Reviewed by Asher Syed for Readers' Favorite

Lynn Hesse’s Part of the Stars begins in 1878, Arkansas, when midwife Myra Logan vanishes after visiting the McCurdy family and wakes inside a mountain cave ruled by pale beings. Her husband Zepeda searches across the winter frontier while Myra’s aunt, Nellie Gatewood, presses officials to treat Myra as a missing woman in danger. Beneath the earth, Myra uses her medical skill to survive among the cave people, then learns that the blue-robed visitors have plans for the child growing inside her. When her daughter Adeline is born with signs of both worlds, escape becomes only the first part of Myra’s fight to return home before the forces below claim the baby as their own, placing Zepeda’s search against a hidden world that has already marked his family from a place still unknown.

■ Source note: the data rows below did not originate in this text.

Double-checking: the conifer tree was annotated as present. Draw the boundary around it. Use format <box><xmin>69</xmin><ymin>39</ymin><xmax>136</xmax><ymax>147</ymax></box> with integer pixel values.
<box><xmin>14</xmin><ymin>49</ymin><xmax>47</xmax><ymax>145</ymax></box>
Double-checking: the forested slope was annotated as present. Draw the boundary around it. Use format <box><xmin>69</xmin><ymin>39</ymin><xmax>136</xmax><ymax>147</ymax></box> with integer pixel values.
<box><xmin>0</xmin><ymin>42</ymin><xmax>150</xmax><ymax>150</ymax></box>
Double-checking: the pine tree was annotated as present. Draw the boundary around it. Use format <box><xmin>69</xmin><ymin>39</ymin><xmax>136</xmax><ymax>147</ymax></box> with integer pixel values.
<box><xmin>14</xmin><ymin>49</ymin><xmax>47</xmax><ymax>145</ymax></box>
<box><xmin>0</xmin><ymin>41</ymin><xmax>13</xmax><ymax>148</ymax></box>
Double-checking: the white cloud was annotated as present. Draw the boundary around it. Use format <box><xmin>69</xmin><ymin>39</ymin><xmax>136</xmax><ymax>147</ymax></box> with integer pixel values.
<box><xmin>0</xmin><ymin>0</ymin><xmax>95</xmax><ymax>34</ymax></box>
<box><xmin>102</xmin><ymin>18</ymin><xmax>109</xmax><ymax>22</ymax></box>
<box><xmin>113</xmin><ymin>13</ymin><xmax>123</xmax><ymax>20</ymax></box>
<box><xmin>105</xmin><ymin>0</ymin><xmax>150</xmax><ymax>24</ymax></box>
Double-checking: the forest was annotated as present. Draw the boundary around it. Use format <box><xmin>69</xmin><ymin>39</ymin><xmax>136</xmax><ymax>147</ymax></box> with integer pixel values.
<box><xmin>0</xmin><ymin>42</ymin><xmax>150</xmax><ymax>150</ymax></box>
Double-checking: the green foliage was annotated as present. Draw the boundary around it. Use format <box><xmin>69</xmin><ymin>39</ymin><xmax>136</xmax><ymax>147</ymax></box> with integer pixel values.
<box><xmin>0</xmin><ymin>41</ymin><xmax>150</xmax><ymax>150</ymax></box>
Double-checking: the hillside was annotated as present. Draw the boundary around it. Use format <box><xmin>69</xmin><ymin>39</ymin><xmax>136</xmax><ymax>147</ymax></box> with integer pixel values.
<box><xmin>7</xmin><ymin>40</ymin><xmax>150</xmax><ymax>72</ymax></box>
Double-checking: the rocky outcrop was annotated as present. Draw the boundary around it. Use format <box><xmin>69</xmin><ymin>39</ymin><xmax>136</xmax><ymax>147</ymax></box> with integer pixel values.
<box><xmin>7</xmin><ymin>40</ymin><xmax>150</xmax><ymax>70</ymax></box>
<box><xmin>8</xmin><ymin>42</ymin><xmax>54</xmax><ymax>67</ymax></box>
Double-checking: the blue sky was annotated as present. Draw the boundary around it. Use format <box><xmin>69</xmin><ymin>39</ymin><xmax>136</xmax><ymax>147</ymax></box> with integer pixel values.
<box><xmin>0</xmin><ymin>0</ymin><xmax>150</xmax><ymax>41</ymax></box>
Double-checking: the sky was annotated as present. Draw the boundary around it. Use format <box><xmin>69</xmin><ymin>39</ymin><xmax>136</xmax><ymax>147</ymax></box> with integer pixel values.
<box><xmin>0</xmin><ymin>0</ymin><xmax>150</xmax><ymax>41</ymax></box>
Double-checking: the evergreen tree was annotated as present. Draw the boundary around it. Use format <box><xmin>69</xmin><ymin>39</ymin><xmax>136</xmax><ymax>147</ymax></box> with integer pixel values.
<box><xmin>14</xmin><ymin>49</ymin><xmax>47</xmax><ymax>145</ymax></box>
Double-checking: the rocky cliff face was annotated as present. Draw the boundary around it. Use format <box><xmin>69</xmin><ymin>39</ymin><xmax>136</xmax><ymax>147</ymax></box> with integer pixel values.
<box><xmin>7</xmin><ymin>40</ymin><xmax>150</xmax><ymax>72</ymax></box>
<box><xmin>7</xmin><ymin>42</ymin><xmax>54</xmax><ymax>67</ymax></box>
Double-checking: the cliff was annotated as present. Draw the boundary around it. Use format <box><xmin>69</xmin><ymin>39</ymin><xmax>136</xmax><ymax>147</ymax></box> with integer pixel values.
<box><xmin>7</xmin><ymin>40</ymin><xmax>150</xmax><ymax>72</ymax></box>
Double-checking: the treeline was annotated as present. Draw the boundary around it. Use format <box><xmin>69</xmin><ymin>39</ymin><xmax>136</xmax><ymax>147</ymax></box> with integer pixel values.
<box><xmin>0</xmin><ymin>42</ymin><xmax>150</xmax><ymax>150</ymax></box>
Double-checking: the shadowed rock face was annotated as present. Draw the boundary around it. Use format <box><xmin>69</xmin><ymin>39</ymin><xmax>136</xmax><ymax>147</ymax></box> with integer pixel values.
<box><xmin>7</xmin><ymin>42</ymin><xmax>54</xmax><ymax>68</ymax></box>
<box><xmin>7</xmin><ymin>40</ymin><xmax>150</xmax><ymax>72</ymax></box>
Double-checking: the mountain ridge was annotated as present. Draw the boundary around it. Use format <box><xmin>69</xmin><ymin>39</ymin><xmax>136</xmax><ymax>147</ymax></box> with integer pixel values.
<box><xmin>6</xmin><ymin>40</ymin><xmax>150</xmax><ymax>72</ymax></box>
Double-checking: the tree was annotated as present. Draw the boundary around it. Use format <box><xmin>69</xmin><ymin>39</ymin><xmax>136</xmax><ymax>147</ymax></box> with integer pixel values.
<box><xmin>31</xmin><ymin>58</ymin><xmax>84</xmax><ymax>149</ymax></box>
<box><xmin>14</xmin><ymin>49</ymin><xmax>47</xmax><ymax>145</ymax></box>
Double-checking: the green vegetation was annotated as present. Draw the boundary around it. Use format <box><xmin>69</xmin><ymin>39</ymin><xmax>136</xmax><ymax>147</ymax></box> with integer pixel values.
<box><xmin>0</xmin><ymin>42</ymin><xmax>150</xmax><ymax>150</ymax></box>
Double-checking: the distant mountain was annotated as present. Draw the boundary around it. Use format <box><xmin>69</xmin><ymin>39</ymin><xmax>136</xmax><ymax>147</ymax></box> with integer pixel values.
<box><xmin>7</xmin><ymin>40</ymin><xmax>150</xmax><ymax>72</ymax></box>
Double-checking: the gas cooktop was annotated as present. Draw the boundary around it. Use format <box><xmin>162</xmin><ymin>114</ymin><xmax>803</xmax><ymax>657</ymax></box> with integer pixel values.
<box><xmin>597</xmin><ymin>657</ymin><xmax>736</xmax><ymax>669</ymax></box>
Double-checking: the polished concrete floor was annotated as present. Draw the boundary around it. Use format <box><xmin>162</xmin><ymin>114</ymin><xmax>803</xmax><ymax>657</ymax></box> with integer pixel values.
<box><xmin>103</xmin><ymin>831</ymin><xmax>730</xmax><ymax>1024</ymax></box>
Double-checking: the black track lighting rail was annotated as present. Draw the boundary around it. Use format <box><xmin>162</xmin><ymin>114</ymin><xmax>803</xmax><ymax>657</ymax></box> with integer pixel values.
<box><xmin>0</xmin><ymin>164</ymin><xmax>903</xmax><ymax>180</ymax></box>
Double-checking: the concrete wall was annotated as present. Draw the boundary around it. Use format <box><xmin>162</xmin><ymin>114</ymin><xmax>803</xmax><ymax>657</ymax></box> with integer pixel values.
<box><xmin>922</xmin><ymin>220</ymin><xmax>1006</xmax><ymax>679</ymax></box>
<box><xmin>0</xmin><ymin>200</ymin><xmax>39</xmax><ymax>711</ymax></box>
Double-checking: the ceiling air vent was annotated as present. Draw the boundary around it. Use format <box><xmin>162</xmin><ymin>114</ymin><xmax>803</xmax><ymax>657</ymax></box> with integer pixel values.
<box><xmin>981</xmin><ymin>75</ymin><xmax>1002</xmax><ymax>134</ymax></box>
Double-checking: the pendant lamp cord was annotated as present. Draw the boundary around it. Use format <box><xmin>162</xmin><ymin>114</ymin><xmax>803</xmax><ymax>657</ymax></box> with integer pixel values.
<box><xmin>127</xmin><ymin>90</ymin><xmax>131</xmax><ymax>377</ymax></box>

Lynn Hesse’s Part of the Stars turns its title into a family mark, as lost loved ones become celestial presences. I like Myra because she remains a healer even after terror remakes her home. She warns Adeline to hide her plant-reviving power, then shelters Sarah after silver-being nightmares leave her pregnant. Sarah, the mother Myra trains, becomes an affecting ancillary figure. She learns midwifery at the Logan farm, then searches the remote country after Alice vanishes. The blue-robed beings make great antagonists through serene violation. The Boston Mountains feel cinematic because homestead life holds cosmic danger. The supernatural material works because it changes family life itself. Adeline heals a dying plant by touch, while Loca’s oval weapon turns red light into defense. This novel suits historical fantasy readers drawn to frontier midwifery shaped by supernatural suspense.